April 17 2014 Latest news:
By Marijke Cox
Wednesday, August 1, 2012
Independent candidate Ann Barnes says she wants to give young people in Kent a voice
A hopeful in the Police and Crime Commissioner race has vowed to give young people a voice if elected by creating a youth police commissioner post.
Ann Barnes, who is the current chair of Kent Police Authority (KPA), the body which currently monitors the county’s force, said it would be a paid job and open to all young people, from school leavers to gap year students and unemployed youngsters.
“A police youth commissioner will create a link to those who really know what it’s like to be a young citizen in Kent,” she said.
“There are a lot of disenchanted young people out there and we need to give them a say in policing.”
Last week Mrs Barnes made the surprise announcement she would be standing in the PCC election as an independent on November 15 despite previously criticising the upcoming role, which is being introduced by the Home Office.
She told this website she had no other choice but to stand if the Government was to push ahead with the shake-up. She is expected to stand down as KPA chair in August.
The PCC will be an individual voted in by the public for a four-year term to replace the existing KPA on November 22.
They will set the budget, determine a policing strategy and have the power to hire and fire the Chief Constable.
The annual salary is £85,000.
Mrs Barnes launched her youth initiative during a visit to community radio Academy FM at the Folkestone Academy.
She pledged to use some of her own salary to fund the post.
“It would be a paid job, different to an internship, and it will last for a year,” she said.
“I’ll take someone new on each year and they will be the face of policing for young people – the person who will give them a voice.”
Mrs Barnes said the idea stemmed from the suggestion made by independent London mayoral candidate Siobhan Benita in April who said there should be a youth Mayor of London.
“I thought it made sense and was a really good idea. This is not just an electioneering gimmick,” she said.
“It will be something a young person can benefit from, they will gain experience and to have something like that on their CV would be brilliant.

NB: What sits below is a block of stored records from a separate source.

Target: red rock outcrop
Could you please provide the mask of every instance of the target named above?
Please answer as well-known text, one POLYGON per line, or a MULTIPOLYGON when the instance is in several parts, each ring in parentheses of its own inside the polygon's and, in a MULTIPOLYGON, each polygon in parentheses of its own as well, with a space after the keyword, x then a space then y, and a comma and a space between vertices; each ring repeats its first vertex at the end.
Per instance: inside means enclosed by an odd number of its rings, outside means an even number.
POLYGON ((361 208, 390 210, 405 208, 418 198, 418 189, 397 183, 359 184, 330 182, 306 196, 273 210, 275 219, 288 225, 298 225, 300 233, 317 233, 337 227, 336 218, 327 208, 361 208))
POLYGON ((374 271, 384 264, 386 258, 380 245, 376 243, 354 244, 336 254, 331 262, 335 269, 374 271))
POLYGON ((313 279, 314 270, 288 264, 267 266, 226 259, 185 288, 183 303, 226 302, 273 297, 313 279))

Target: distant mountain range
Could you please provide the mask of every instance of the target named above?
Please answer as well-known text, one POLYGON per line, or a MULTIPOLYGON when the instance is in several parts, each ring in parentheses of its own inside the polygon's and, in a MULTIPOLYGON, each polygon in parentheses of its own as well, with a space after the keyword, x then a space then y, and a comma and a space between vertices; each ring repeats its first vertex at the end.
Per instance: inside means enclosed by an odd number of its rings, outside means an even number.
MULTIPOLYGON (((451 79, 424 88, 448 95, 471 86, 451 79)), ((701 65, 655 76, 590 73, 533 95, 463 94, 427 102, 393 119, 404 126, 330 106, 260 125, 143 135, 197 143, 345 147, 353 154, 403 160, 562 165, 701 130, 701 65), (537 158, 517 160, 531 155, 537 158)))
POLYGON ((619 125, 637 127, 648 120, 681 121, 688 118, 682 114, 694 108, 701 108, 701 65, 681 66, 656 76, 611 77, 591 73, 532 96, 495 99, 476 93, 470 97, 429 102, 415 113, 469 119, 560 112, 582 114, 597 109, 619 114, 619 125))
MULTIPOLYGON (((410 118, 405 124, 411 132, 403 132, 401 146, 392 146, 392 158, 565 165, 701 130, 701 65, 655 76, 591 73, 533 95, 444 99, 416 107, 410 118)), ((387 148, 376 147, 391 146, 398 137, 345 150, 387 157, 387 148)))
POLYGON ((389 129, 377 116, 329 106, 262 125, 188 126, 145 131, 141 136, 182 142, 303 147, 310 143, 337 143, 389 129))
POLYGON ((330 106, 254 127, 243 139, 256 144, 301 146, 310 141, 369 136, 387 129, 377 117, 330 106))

“They will help me engage fully with young people the length and breadth of the county. So often, young people say they feel isolated from the work of the police. My youth commissioner initiative will bridge the gap.”
Mrs Barnes said if she is elected the youth post would be in place by April 1, following an open recruitment process.
She is inviting feedback about the role at www.annbarnes.co.uk.
Other PCC candidates are Craig Mackinlay (Con), Harriet Yeo (Lab), Steven Uncles (English Democrats) and independent hopefuls Dai Liyanage, Ken Little, Fran Croucher, Fergus Wilson and Ian Driver.